Backtracking into { code }
Ken Fox wondered if
rule expr1 { <term> { /@operators/ or fail } <term> };
and
rule expr2 { <term> @operators <term> }
were equivalent. Damian thought not, and added that expr1 should
probably be rewritten as rule expr1 { <term> { m:cont/@operators/
or fail } <term> }. Larry says that we will backtrack into
subrules.
Again, the whole thread is worth reading if you're interested in the rules/patterns/regex engine.
Prebinding questions
Philip Hellyer asked a bunch of questions sparked by Damian's talk about Perl 6 to London.pm (at the Conway Hall no less, London.pm knows how to find appropriate venues). Damian answered them.
@array = %hash
Nicholas Clark noted that @array = %hash, for a hash of n elements
would return an array of n pairs. The Perl5 style, returning a list of
2n elements, keys and values interleaved would be @array =
%hash.kv. All this led Nick to wonder what happened in the other
direction. Obviously %hash = @list_of_pairs was going to do the
right thing, but what about %hash = @kv_array. And, more
worryingly, what about
%hash = ("Something", "mixing", pairs => "and", "scalars");
It turns out that the @kv_array case will Just Work, and the last
case will cause discussion to break out. Damian thought that the
example above would throw an error because there are 5 elements in the
list. Another school thought that, because PAIRs are first class
objects in Perl 6, the code should work, with one of the keys of the
hash being the pair (pairs = 'and')>. Damian thought not, and
discussion ensued. I'm afraid I'm not entirely well qualified to
summarize this thread as I'm one of those who thinks Damian is wrong,
or at least, not yet sufficiently correct.
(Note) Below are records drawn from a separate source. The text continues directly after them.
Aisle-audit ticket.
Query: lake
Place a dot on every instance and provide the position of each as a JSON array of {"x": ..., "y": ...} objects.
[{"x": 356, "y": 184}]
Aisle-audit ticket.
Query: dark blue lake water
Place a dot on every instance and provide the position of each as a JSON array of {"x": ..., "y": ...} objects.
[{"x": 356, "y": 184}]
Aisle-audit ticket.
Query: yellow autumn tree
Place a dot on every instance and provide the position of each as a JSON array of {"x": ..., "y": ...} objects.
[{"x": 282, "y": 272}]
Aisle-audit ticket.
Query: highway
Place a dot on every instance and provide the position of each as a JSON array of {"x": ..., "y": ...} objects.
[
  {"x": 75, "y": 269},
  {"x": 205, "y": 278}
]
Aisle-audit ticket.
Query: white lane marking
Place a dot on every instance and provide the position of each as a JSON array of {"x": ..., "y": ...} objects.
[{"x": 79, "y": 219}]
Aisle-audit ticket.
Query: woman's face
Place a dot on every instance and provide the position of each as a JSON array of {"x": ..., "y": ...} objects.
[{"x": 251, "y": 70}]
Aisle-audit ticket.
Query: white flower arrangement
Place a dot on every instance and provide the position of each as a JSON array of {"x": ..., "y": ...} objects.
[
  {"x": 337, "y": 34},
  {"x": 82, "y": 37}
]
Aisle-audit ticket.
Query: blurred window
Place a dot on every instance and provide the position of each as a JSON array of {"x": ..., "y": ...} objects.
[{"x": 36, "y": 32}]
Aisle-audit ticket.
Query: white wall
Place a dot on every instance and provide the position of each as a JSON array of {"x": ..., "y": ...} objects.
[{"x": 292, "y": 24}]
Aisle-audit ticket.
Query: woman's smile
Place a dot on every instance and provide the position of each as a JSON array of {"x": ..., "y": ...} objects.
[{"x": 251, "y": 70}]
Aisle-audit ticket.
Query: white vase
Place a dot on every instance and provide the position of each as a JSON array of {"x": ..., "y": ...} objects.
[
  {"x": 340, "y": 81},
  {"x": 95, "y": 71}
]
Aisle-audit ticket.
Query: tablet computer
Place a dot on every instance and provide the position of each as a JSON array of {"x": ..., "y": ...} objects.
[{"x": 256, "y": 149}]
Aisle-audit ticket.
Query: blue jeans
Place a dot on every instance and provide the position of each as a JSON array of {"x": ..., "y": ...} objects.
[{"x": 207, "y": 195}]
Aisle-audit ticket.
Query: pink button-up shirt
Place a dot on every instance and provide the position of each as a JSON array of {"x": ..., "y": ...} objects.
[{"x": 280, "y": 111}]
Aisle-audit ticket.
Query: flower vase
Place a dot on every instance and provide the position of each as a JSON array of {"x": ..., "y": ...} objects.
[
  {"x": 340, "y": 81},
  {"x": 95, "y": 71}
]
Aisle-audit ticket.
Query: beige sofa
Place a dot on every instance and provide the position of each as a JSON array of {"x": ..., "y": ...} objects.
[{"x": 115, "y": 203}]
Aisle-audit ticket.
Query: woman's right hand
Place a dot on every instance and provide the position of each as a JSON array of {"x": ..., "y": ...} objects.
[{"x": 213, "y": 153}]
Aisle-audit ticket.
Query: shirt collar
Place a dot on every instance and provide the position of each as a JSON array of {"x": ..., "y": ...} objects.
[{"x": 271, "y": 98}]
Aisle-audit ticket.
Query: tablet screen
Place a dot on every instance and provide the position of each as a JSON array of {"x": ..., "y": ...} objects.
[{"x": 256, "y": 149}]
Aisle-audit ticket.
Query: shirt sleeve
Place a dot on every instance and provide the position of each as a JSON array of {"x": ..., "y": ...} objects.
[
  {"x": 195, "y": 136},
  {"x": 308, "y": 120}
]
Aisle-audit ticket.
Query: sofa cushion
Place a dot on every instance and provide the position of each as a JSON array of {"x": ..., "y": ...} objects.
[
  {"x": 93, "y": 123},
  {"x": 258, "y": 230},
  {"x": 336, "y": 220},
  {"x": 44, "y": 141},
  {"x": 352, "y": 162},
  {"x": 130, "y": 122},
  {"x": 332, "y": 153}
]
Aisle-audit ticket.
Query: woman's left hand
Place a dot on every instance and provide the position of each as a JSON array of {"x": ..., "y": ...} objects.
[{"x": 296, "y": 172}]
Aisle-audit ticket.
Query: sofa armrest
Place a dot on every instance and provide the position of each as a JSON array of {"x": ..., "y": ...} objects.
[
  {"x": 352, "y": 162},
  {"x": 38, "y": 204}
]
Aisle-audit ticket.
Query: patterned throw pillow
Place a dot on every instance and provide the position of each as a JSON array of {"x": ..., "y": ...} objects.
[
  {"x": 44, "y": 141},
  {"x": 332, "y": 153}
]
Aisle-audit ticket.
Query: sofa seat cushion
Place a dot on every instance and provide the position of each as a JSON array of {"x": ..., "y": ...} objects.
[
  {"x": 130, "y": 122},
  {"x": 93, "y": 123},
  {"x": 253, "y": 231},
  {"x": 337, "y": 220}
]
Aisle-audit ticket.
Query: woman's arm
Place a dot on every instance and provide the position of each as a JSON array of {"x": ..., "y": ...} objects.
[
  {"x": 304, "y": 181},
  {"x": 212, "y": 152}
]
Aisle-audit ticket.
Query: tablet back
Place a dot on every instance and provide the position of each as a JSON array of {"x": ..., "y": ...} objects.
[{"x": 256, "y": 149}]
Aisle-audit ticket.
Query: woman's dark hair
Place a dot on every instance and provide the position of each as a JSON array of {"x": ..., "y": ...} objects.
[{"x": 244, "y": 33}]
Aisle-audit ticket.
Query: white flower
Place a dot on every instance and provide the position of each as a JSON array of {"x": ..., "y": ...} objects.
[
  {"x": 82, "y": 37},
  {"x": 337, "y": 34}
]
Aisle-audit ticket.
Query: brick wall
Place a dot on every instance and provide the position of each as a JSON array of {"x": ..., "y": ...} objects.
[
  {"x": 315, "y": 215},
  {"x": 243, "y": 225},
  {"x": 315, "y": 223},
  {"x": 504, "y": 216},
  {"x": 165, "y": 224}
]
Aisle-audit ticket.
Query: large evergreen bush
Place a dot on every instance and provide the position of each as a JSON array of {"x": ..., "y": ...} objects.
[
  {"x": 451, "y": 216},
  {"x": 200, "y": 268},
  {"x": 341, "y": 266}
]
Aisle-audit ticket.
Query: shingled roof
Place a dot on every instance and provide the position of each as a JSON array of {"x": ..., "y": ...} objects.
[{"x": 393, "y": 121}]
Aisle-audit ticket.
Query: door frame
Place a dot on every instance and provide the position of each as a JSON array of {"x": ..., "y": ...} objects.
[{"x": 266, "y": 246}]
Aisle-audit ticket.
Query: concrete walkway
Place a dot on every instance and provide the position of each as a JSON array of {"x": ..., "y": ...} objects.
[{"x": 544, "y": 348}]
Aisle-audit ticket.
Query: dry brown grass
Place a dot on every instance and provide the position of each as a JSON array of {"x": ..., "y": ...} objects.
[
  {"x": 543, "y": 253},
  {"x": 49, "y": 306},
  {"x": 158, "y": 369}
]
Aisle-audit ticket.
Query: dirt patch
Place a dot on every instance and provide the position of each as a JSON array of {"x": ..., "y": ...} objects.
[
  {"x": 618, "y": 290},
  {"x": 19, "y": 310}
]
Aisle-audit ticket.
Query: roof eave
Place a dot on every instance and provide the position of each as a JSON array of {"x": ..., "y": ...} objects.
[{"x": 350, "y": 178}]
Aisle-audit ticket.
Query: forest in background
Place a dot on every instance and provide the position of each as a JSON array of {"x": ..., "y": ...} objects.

However, for now, the state
of the design is such that pairs are 'special' and it takes an effort
of compile time will to use them as keys (or values come to that) in
a hash.
Regex stuff
Choosing a deliberately vague subject line in an effort to give the summarizer a headache, Piers Cawley asked a question about binding to numeric hypotheticals. It turns out that binding to a numeric hypothetical variable in a regular expression is special cased (resetting the numeric 'counter') and even mentioned in the appropriate apocalypse, and the problem that Piers thought he saw doesn't actually exist.
Atomicness and \n
Aaron Sherman wondered what \n would be translated to in a Perl 6
pattern. Aaron proposed <[\x0a\x0d...]+>. Damian thought it was
<[\x0a\x0d]>, and Ken Fox thought it would be something like
\0xd \0xa | \x0d | \x0a. Personally I think it'll be [ \0xd
\0xa | <[\x0a\x0d...]> ]. (I also believe that whoever came up with
the idea of a two character end of line marker should be taken out and
shot, but that's another story entirely).